La gestion du niveau d’eau répond à plusieurs contraintes. Il faut maintenir une réserve suffisante pour produire de l’électricité en période de pointe, garantir un niveau minimum pour les activités touristiques estivales, et assurer la sécurité en aval en évitant les crues brutales. Un système de surveillance permanent contrôle les débits, les pressions sur la structure et les conditions météorologiques. L’exploitant ajuste quotidiennement les lâchers d’eau en fonction de ces paramètres multiples.

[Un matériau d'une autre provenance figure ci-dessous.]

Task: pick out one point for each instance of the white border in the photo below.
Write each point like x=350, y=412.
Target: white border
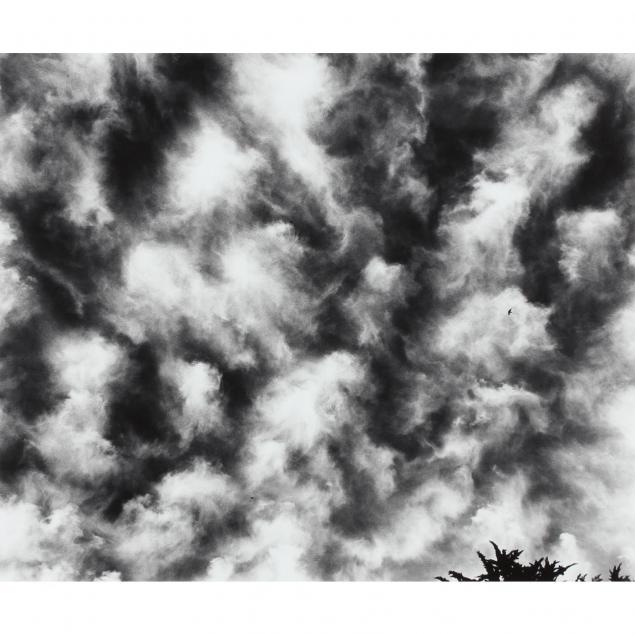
x=317, y=26
x=315, y=608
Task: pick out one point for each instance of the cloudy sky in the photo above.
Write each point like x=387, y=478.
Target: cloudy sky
x=255, y=315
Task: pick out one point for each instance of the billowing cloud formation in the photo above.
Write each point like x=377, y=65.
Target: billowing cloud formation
x=255, y=314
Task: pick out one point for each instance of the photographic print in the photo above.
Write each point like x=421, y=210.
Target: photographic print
x=317, y=317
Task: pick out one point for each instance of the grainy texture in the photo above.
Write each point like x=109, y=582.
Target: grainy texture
x=256, y=314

Quels enjeux environnementaux se posent autour du lac de Guerlédan aujourd’hui

La qualité de l’eau constitue une préoccupation majeure. Le lac reçoit les apports du bassin versant agricole environnant, avec des risques d’eutrophisation liés aux phosphates et nitrates. Des programmes de surveillance mesurent régulièrement les paramètres chimiques et biologiques pour prévenir les proliférations d’algues. Les activités nautiques motorisées sont réglementées pour limiter les pollutions par hydrocarbures.

La continuité écologique du Blavet pose question. Le barrage bloque la migration des poissons entre l’amont et l’aval, perturbant notamment les populations de truites et d’anguilles. Des passes à poissons ont été aménagées mais leur efficacité reste débattue. La sédimentation progressive réduit le volume utile du lac : des tonnes de sable et de vase s’accumulent chaque année, nécessitant des curages périodiques. Enfin, le changement climatique modifie le régime des précipitations, rendant plus incertaine la gestion du niveau d’eau et la production électrique.

En tant que visiteur, adopter des gestes simples contribue à préserver ce site : ramasser vos déchets, utiliser les sanitaires aménagés plutôt que les berges, respecter la végétation en restant sur les sentiers balisés et privilégier les activités nautiques non motorisées. Ces comportements responsables permettent de transmettre aux générations futures un lac de Guerlédan préservé, conjuguant plaisirs de la nature et respect des équilibres écologiques fragiles.